The participation rate of eligible workers has decreased by 3% in 10 years to 63% from 66%.  Source: 3/7/14 See chart 

On Friday, March  7th, the Bureau of Labor Statistics published its monthly payroll survey, a key report for investors and policy makers.  The tally of February jobs created came to 175,000, higher than economists expected given the recent trend of previous reports showing 129,000 job increases and a spate of severe weather.  Have we finally turned a corner from the job loss aftermath of the Great Recession? Have those 7.8 million jobs lost 2007-2010 returned? See the Congressional Research Service report for a detailed examination of all industries and employment statistics.

The payroll number is a slice of the overall picture 

I remain a skeptic that happy days have arrived and point to the small rise in the unemployment rate to 6.7%.  The BLS report posits that the increase from 6.6% to 6.7% is attributable to “discouraged workers” (who had fallen off the rolls of official jobless) re-entering the labor market.  This is a positive explanation supporting the availability of more jobs.  Commentary accompanying the latest report indicates however, that 3.8 million people are now considered long-term unemployed and that this 5% increase occurs while the job market is growing.

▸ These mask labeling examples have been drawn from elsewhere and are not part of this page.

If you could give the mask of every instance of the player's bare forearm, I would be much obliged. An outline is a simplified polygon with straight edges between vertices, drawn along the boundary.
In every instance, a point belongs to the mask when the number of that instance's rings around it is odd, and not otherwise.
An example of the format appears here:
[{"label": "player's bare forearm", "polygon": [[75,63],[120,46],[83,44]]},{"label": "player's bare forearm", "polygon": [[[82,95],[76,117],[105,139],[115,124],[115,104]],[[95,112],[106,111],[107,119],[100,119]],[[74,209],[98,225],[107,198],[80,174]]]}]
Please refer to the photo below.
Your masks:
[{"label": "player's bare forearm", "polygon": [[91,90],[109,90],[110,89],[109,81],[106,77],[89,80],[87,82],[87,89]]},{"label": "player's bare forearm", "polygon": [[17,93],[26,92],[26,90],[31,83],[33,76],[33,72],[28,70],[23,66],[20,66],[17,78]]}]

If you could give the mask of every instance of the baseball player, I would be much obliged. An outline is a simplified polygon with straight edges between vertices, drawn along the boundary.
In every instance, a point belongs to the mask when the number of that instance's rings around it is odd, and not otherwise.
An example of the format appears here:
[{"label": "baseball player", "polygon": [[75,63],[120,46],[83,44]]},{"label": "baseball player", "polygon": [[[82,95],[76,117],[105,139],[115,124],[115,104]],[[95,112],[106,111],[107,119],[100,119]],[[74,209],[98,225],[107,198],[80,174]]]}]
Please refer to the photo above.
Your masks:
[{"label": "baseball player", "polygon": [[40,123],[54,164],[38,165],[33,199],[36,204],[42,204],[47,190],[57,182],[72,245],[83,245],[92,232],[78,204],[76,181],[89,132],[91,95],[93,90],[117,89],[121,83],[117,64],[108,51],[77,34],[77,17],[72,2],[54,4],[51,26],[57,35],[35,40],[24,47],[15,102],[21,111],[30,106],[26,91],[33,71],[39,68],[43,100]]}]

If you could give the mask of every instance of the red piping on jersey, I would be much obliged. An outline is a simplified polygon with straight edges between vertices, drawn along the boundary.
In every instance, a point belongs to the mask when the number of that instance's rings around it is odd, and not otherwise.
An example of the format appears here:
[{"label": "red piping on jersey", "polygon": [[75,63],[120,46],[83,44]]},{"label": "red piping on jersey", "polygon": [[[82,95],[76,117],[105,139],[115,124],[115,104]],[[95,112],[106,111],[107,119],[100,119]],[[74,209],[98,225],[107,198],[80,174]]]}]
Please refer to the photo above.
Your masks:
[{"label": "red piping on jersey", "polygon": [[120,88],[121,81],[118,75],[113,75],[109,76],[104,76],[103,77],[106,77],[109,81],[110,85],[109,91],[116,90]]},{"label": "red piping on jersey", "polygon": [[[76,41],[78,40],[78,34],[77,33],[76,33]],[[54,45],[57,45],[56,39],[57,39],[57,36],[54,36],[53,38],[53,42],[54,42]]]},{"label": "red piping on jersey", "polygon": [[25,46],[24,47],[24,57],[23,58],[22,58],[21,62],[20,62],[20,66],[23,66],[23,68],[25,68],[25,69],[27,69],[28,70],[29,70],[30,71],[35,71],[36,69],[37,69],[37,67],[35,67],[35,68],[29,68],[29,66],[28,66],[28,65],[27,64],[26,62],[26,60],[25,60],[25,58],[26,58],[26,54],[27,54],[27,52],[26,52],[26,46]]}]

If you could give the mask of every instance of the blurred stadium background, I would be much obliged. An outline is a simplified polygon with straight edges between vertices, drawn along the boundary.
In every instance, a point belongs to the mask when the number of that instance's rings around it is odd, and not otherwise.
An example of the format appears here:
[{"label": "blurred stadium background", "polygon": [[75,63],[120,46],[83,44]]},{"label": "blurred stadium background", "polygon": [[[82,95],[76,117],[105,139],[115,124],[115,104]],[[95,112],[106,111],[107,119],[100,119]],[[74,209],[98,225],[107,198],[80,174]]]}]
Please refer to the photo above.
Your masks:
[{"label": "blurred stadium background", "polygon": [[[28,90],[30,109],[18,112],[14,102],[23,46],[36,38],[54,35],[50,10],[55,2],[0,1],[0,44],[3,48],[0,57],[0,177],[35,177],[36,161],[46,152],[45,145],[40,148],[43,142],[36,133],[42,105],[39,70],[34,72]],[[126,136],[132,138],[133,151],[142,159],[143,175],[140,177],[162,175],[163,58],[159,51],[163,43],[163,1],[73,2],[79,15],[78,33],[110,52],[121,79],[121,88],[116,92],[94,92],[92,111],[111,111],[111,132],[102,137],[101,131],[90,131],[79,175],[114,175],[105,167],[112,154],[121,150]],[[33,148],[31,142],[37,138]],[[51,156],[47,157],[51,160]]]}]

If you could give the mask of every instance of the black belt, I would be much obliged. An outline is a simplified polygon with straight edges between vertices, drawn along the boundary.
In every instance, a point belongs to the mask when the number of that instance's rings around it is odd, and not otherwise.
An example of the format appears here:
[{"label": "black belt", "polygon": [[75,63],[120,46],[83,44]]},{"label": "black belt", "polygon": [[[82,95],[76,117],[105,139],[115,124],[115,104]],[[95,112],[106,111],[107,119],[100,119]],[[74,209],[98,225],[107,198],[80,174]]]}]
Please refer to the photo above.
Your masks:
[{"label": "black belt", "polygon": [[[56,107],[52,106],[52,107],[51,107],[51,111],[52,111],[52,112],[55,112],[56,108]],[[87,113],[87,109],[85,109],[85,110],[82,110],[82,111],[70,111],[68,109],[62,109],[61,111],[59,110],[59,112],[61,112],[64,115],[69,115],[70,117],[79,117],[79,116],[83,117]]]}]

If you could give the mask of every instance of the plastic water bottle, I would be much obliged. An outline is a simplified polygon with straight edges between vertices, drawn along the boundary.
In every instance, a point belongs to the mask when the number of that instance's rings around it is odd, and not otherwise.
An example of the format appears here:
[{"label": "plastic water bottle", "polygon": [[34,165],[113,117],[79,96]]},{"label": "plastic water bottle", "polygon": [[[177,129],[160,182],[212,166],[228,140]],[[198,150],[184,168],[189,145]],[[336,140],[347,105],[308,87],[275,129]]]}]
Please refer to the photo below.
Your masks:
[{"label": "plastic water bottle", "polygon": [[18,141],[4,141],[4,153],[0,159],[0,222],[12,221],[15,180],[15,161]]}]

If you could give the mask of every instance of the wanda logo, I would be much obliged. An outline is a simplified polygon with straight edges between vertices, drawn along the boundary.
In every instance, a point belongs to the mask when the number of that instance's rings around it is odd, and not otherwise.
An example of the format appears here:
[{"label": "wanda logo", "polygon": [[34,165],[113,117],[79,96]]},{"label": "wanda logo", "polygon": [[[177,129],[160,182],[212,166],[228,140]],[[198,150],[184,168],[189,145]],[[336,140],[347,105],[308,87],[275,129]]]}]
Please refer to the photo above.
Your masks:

By my reckoning, enough anecdotal evidence points to a higher unemployment rate than statistics suggest.  Consider these issues:

  • How to count workers who no longer receive unemployment benefits and have therefore fallen off the rolls?
  • Stigma of job loss and stories of underemployment (think people with college and graduate degrees employed as seasonal workers at Macys*)
  • The drop in employee participation rate as shown in chart above is certainly evidence of continued hardship.
  • Household formation is 59% below its post WWII average and internal migration, an indication of a vibrant labor market is similarly depressed.

The media and investment professionals easily dismiss various categories of long-term job seekers, such as the 50-64 cohort, labeling them as early retirees, a lazy and inaccurate categorization.  On the other side of the labor spectrum there are Millennials who have become discouraged.

The Millennial Generation – not rebelling because many live with parents

Aged 18-33, the Millennial cohort is the “first in the modern era to have higher levels of student loan debt, poverty and unemployment, and lower levels of wealth and personal income that their two immediate predecessor generations (Gen Xers and Boomers) had at the same stage of their life cycles” according to Pew Research.  Because demographers point to the 18-33 age group as typically the most productive in terms of lifetime achievements and household formation, it is troubling to consider that these members are disproportionately stymied by lack of opportunities, whether they are “structural or cyclical”.

There are some positives 

The US economy is clearly on the mend and growing.  In terms of the Great Recession, the worst is over and the financial markets are doing quite well.  There are many things to celebrate.   Unfortunately for probably more than 6.7% of the workforce, this lagging indicator is still a real drag.  My hope is for a spring thaw.